The NFL preseason is a time for old athletes to hang onto jobs and younger ones trying to start careers.
It's also a time of great speculation as media and fans try to determine what's going to happen over the next four months based on what they see during a two-hour practice. Which means that there will be wild overreaction to a lot of things that won't matter in the next two weeks.
The Minnesota Vikings play their third preseason game Sunday at San Francisco. There are many that tell you this game is very important because it's the one that the starters will play the most, usually at least a half. It's supposedly the one preseason game in which you can get the first real glimpse into the preparedness of your favorite NFL team.
As Col. Potter used to say on MASH, the greatest TV show of this generation: "Horse hockey!"
True, you get a better picture of the Vikings' offense when running back Adrian Peterson plays, as he will Sunday. But if you think Peterson is going to get more than a handful of carries, you haven't been paying attention. He rushed for 2,000 yards without playing in the preseason last year, and the team isn't going to jeopardize his season with much meaningless work.
True, Christian Ponder and the first-team offense hasn't done much in limited opportunities, but the game plan isn't going to be too interesting in this game, with the results likely to be the same. Most everyone has an opinion on Ponder's ability, and that's not going to change this week. Or next week.
True, the defense has played pretty well, but like the Vikings, opposing offenses aren't throwing the whole playbook out there in the first two weeks of preseason.

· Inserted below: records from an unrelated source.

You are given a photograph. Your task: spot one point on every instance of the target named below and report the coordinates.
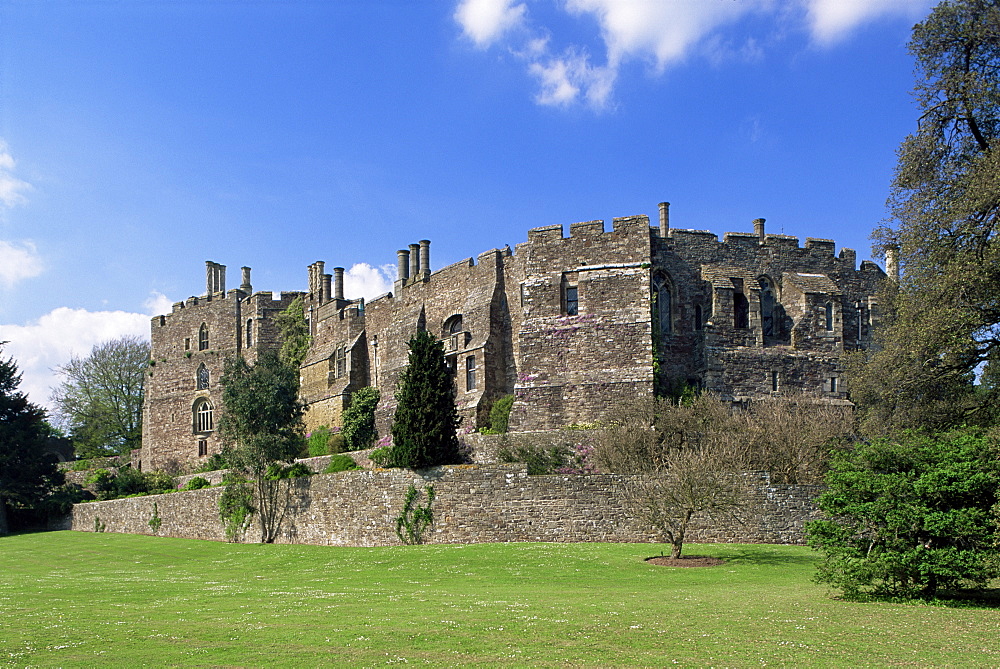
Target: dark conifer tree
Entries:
(423, 428)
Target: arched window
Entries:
(663, 303)
(203, 417)
(767, 319)
(741, 311)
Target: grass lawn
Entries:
(84, 599)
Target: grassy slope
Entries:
(84, 599)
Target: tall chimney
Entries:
(338, 283)
(326, 287)
(402, 265)
(425, 256)
(246, 287)
(892, 262)
(414, 260)
(664, 218)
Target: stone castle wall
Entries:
(473, 504)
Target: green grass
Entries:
(84, 599)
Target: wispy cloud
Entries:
(658, 32)
(18, 261)
(12, 189)
(41, 346)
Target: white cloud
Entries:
(363, 280)
(18, 262)
(41, 346)
(486, 21)
(11, 188)
(660, 32)
(832, 20)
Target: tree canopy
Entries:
(99, 401)
(423, 427)
(943, 317)
(27, 475)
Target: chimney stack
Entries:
(664, 218)
(425, 257)
(338, 283)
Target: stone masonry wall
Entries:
(473, 504)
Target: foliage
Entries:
(943, 319)
(197, 483)
(27, 475)
(684, 460)
(500, 415)
(340, 463)
(425, 422)
(236, 508)
(295, 337)
(261, 424)
(99, 400)
(414, 519)
(359, 420)
(910, 516)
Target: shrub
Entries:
(197, 483)
(341, 463)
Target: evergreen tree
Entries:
(943, 318)
(27, 476)
(423, 427)
(261, 424)
(359, 420)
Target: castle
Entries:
(569, 325)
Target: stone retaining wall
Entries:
(473, 504)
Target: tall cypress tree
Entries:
(423, 428)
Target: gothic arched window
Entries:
(663, 301)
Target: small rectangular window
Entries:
(572, 301)
(470, 373)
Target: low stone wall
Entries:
(473, 504)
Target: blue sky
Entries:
(140, 138)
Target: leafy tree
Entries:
(295, 337)
(911, 516)
(423, 427)
(99, 400)
(944, 316)
(261, 424)
(684, 460)
(359, 420)
(26, 474)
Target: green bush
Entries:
(341, 463)
(197, 483)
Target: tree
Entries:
(27, 475)
(943, 318)
(261, 424)
(359, 420)
(423, 427)
(295, 337)
(99, 400)
(910, 516)
(682, 460)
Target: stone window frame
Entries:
(470, 373)
(203, 377)
(203, 414)
(662, 285)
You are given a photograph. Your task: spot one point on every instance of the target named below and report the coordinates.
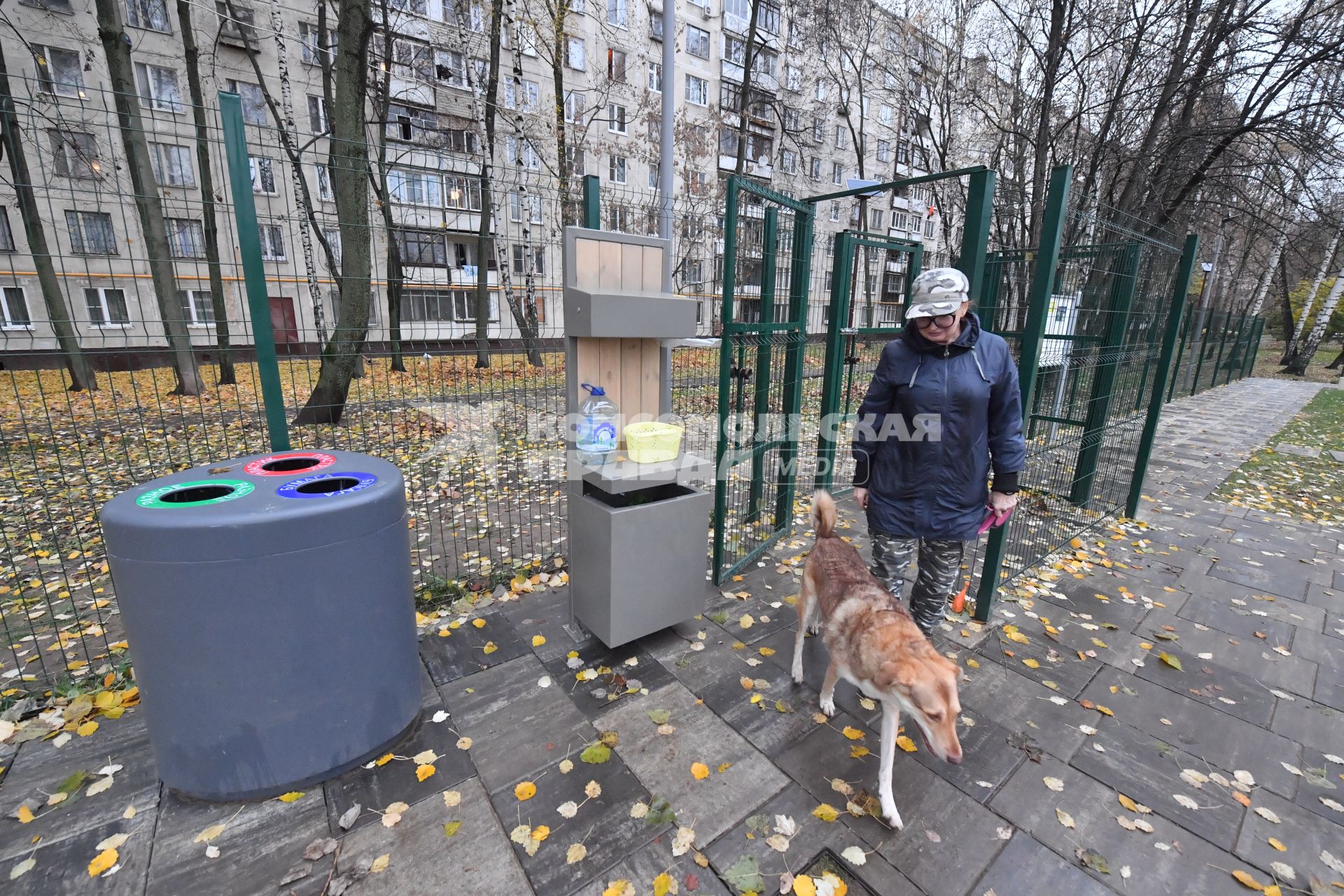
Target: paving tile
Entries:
(396, 780)
(517, 726)
(62, 864)
(641, 867)
(1148, 770)
(812, 837)
(1193, 868)
(1215, 736)
(421, 860)
(260, 846)
(663, 762)
(1306, 834)
(965, 830)
(1026, 865)
(463, 652)
(41, 767)
(603, 824)
(629, 671)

NFL fans suffer from offseason hysteria more than any other sports group, in large part because of fantasy football. There are so many TV and radio shows devoted to the NFL that everyone feels like an expert, just by watching others offer not-always-educated opinions.
No one, from ESPN or FOX or local media, knows what's going on inside the Vikings' locker room during the preseason.
So just watch the final two preseason games if you choose. Don't get too high if Ponder hits a deep ball to Cordarrelle Patterson and don't get too low when the opponent converts a third-and-15.
Better yet, ignore the games and their statistics. In two weeks, the games matter, and teams will take them more seriously. Just because fans are required to pay full price for preseason games doesn't mean they're important.